His mother, Eidel, would have preferred they spend the day in the mountains so she could paint. It's what she did. She painted upstairs or outdoors and Jacob cut hair, a barber who had inherited enough from his father to get by but felt it was important to teach his children a proper work ethic. It was his responsibility to tend to their future after all, not his father's money.
It was his responsibility, even if the war descended down upon them.
It might have even been their subtle disassociations that convinced them not to flee Poland outright. It was worse in Warsaw and Krakow, but not the Carpathian peaks where they were at the onset. In fact, by the time they knew they couldn't wait any longer, it was too late.
The best they could do was try to stay one step ahead of the encroaching soldiers. And eventually, they were swept up in the chaos. The three of them, after Lydia was taken away on the first day, would do their best to survive and, above all for Jacob and Eidel, protect their remaining child.
Eventually, the means to do it would be made clear. Jacob could cut hair better than the current barber. And Eidel, once her hidden talent was discovered, could ingratiate even the foulest of demons. In fact, she would have to succumb if she hoped to keep her son alive.
A few graphs about third-time author Jon Clinch.

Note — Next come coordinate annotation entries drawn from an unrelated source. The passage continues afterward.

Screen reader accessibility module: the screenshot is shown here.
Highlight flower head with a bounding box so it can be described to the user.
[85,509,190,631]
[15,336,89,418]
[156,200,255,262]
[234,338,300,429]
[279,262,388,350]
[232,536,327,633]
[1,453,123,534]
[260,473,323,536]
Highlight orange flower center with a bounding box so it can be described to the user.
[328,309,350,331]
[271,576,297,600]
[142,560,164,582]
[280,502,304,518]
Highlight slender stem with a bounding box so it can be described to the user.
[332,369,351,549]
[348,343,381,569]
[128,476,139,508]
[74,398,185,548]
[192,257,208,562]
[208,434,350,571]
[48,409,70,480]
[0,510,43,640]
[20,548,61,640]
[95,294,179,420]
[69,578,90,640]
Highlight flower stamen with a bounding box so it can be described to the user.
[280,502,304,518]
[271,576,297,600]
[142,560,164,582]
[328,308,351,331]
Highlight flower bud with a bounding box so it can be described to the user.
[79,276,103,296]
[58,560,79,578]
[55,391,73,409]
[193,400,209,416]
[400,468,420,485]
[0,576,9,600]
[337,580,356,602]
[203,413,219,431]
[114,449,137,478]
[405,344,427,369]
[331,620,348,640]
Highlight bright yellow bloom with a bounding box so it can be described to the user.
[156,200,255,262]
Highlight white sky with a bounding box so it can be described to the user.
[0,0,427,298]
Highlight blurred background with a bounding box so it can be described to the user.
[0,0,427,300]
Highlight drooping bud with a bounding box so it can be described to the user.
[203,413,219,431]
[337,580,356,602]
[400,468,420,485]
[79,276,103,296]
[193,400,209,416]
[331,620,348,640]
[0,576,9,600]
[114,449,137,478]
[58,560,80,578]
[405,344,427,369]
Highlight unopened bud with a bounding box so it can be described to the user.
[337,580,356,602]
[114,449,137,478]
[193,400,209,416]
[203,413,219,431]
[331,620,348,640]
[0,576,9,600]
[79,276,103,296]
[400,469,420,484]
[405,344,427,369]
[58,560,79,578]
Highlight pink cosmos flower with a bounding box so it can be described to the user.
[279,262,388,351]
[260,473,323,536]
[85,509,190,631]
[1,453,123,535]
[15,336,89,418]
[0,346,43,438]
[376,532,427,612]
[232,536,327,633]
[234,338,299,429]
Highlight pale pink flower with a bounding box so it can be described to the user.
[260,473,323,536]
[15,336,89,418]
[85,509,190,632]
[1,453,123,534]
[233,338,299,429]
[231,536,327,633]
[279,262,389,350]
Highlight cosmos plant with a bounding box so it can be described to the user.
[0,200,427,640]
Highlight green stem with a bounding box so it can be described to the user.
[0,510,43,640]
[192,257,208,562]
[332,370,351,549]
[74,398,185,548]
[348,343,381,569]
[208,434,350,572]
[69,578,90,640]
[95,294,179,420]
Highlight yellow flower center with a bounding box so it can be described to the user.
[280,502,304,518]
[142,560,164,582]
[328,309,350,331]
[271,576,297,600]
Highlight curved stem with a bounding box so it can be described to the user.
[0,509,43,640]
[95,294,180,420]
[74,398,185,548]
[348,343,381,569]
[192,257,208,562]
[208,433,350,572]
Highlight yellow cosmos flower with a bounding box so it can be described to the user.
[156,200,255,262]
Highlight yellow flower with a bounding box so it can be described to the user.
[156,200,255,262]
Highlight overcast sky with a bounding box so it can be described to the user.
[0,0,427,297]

A few years later, he would go on to write Kings Of The Earth. And then, relying on his advertising experience, wrote What Came After under the name Sam Winston, a book he marketed without the benefit of a publisher. The book sold 10,000 copies, convincing Clinch that his next outing would be self-published too.
The Thief Of Auschwitz By Jon Clinch Surprises At 8.9 On The Liquid Hip Richter Scale.
This is one of those books that would have been easily dismissed by most publishers, especially those who might never get past the title. His agent wasn't thrilled with his decision to use the CreateSpace Independent Publishing Platform in 2011, but the book has long since moved beyond Amazon.
The Thief of Auschwitz by Jon Clinch has since published on other platforms. This includes his book on Nook at Barnes & Noble. Earlier this year, his book was added to iBooks. You can also find out more about Clinch on his website. Paul Hecht narrates the audiobook.